Her voice was soft, resigned. Cristiano tried to focus on what she was saying—to make sense of it—but the ache in his head had intensified so that it felt as if someone was hitting the inside of his skull with a sledgehammer.

‘I have no intention of going back,’ he said tersely, remembering how he had planned to spend the rest of the night. In bed with her. Seducing her into telling him everything he so badly wanted to know. But he had underestimated her, he realised now. He had assumed she would fall into bed with him at the merest hint of an opportunity, like any one of the scores of women across the square who were no doubt searching
the Casino for him right now. The fact that she hadn’t was intriguing, as well as surprisingly painfully frustrating.

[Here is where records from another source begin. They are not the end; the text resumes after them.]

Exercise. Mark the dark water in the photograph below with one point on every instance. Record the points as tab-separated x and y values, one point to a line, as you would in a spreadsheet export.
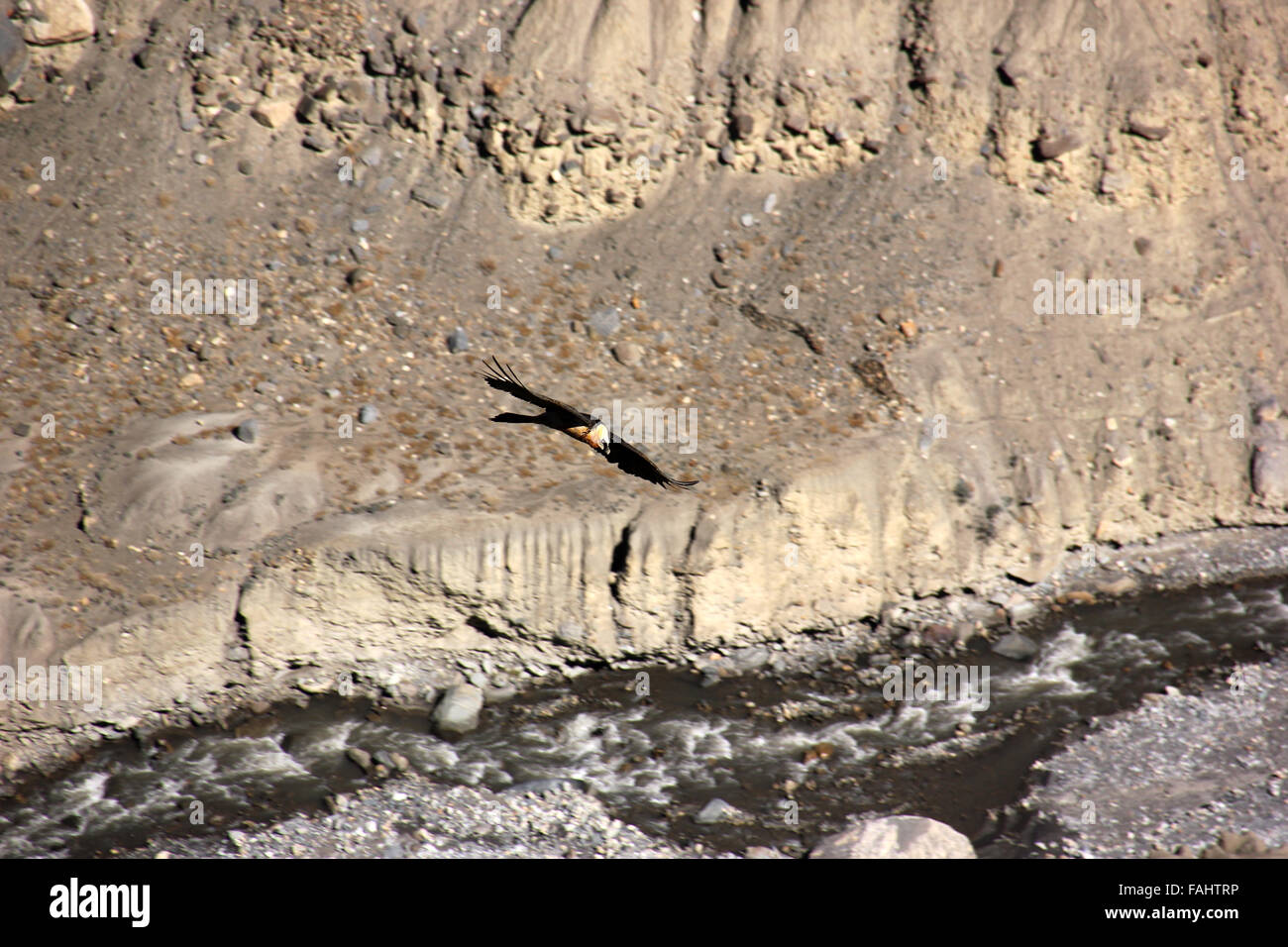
829	742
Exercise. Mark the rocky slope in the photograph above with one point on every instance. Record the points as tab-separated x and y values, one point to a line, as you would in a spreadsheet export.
823	227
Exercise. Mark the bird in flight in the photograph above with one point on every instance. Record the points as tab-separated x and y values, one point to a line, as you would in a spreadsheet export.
576	424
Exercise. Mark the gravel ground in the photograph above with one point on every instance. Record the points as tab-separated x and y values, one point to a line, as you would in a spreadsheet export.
415	818
1179	771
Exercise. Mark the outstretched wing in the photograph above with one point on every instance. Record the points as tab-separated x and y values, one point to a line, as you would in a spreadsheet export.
634	462
502	377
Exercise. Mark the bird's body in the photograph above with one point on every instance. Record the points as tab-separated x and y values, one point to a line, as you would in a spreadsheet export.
576	424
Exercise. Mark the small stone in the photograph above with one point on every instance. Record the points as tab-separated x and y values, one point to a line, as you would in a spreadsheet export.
273	115
429	198
1055	147
459	711
458	341
1154	133
248	431
629	354
1016	647
605	321
716	810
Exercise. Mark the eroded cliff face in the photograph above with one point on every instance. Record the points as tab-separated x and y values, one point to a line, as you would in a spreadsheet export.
638	183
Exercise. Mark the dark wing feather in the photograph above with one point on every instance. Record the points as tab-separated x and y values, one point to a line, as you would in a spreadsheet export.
502	377
634	462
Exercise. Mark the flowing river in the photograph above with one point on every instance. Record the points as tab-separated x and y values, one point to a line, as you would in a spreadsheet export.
825	746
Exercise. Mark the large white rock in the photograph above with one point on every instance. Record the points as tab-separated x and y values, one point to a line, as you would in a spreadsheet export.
897	836
59	21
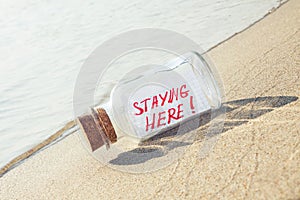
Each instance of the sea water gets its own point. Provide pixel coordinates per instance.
(44, 43)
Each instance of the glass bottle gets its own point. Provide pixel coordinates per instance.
(152, 99)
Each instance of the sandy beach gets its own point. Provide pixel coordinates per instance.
(257, 156)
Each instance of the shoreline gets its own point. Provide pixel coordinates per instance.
(256, 156)
(57, 135)
(53, 139)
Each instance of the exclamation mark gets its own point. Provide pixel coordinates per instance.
(192, 105)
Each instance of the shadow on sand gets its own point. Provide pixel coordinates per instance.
(237, 112)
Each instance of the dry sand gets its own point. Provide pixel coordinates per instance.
(256, 157)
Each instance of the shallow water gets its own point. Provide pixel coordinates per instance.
(43, 45)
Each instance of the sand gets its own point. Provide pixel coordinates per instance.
(257, 156)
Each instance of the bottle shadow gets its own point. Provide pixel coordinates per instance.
(238, 112)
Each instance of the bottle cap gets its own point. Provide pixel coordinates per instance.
(98, 128)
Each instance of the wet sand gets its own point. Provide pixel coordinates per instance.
(257, 156)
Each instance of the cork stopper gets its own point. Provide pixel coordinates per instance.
(97, 128)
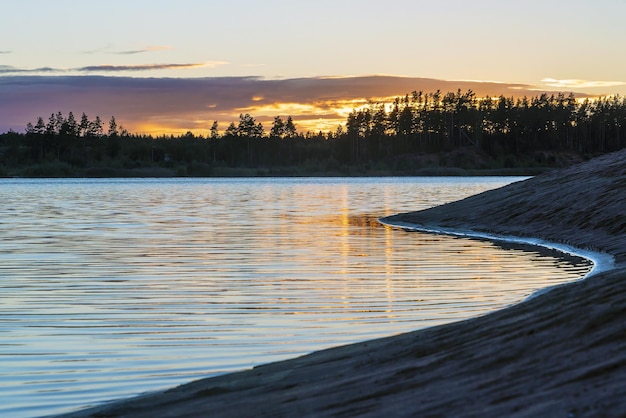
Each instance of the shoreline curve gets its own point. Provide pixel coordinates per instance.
(561, 353)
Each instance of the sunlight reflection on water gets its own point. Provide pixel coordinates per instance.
(115, 287)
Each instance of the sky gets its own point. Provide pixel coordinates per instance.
(169, 67)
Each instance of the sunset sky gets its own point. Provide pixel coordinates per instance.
(169, 67)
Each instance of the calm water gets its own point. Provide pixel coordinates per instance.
(110, 288)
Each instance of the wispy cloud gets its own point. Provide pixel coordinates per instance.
(9, 69)
(140, 67)
(109, 68)
(175, 105)
(144, 50)
(580, 84)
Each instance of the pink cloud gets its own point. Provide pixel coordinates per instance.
(193, 103)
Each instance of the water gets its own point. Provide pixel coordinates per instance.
(110, 288)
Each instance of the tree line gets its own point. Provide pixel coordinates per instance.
(503, 131)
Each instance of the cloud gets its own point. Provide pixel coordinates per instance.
(140, 67)
(144, 50)
(581, 84)
(9, 69)
(176, 105)
(107, 68)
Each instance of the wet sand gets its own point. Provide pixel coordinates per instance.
(560, 354)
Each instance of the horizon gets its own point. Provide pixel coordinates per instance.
(163, 69)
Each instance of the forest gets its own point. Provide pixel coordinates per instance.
(418, 134)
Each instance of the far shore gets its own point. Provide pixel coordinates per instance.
(559, 354)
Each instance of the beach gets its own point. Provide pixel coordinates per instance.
(561, 353)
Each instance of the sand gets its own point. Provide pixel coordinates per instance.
(560, 354)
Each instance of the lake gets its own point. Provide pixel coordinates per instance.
(114, 287)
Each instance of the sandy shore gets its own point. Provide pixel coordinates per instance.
(561, 354)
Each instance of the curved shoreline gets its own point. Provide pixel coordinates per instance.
(560, 353)
(601, 261)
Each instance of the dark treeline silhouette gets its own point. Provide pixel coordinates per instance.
(413, 132)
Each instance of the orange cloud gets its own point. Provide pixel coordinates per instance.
(178, 105)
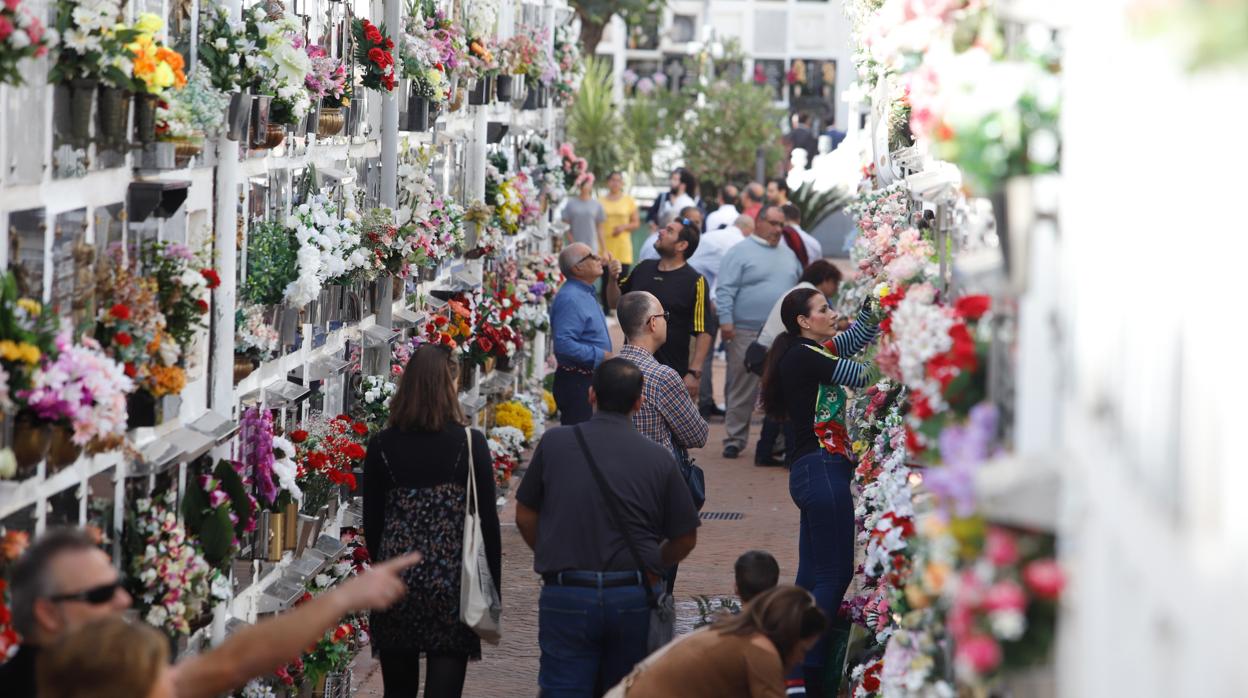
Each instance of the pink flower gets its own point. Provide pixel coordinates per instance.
(980, 653)
(1005, 596)
(1000, 547)
(1045, 578)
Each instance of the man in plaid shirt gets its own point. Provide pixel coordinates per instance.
(668, 415)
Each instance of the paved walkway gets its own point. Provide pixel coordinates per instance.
(769, 522)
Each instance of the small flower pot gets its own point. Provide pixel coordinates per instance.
(30, 441)
(330, 121)
(81, 100)
(238, 116)
(112, 116)
(479, 93)
(503, 88)
(61, 450)
(418, 114)
(145, 117)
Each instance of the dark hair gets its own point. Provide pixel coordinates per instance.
(756, 572)
(786, 614)
(106, 658)
(633, 311)
(617, 385)
(427, 396)
(30, 577)
(689, 180)
(794, 305)
(820, 271)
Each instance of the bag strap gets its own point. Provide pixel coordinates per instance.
(471, 505)
(617, 520)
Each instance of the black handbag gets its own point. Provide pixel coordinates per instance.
(663, 607)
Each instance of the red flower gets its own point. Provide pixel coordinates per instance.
(212, 277)
(972, 307)
(120, 311)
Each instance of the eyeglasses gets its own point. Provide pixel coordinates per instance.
(95, 596)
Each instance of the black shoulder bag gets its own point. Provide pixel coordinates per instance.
(663, 608)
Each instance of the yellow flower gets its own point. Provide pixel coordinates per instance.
(149, 23)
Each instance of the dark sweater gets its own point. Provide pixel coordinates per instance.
(422, 460)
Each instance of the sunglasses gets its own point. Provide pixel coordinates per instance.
(95, 596)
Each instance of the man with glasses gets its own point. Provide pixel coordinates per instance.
(64, 582)
(579, 331)
(753, 276)
(682, 291)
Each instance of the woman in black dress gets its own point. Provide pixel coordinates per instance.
(414, 495)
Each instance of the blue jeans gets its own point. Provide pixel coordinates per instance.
(570, 391)
(819, 483)
(590, 637)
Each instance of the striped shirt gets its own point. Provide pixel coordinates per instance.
(668, 415)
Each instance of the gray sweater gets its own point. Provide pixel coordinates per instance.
(753, 276)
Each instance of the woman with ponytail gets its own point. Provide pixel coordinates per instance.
(804, 381)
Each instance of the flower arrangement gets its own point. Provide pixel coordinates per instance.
(92, 44)
(253, 336)
(375, 401)
(156, 66)
(328, 247)
(282, 64)
(327, 451)
(513, 413)
(373, 51)
(84, 388)
(170, 581)
(225, 49)
(21, 36)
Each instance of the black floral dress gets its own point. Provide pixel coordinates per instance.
(414, 498)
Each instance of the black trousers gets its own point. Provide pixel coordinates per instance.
(401, 674)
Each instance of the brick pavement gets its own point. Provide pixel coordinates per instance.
(769, 522)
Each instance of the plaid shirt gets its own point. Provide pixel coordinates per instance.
(668, 415)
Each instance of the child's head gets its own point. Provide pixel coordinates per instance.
(756, 572)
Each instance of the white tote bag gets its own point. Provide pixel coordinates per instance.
(479, 606)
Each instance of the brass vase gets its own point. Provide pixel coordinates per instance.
(330, 122)
(61, 450)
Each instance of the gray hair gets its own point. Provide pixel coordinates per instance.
(33, 575)
(633, 310)
(570, 256)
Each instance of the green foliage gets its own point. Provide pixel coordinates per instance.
(723, 135)
(593, 122)
(818, 205)
(272, 262)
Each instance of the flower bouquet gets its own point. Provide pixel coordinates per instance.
(373, 51)
(21, 36)
(169, 578)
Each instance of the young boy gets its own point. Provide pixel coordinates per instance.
(756, 572)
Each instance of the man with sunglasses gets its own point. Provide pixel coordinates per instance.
(682, 291)
(579, 332)
(64, 582)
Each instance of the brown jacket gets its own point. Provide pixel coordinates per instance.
(709, 664)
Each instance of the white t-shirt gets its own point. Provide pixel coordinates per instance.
(710, 251)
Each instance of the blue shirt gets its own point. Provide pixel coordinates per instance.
(578, 326)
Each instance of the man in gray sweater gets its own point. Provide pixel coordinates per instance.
(753, 276)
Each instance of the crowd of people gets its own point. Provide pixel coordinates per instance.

He thrust his hands in his pockets, gritting his teeth against the throbbing in his head—and in other, more basic parts of his anatomy. ‘I’m going away for a while.’

She had moved across to the bed again and was leaning forward, unzipping the case she’d just finished packing. Her hand stilled. ‘Oh? Where to?’

‘A chalet in the Alps. It belongs to a friend.’

His voice was rough in the quiet room. From a long way off he could just about hear the sounds of the party in the Casino—the pulse of the music and the muffled sound of a lot of voices raised to speak over it. Suddenly he was profoundly glad to have escaped.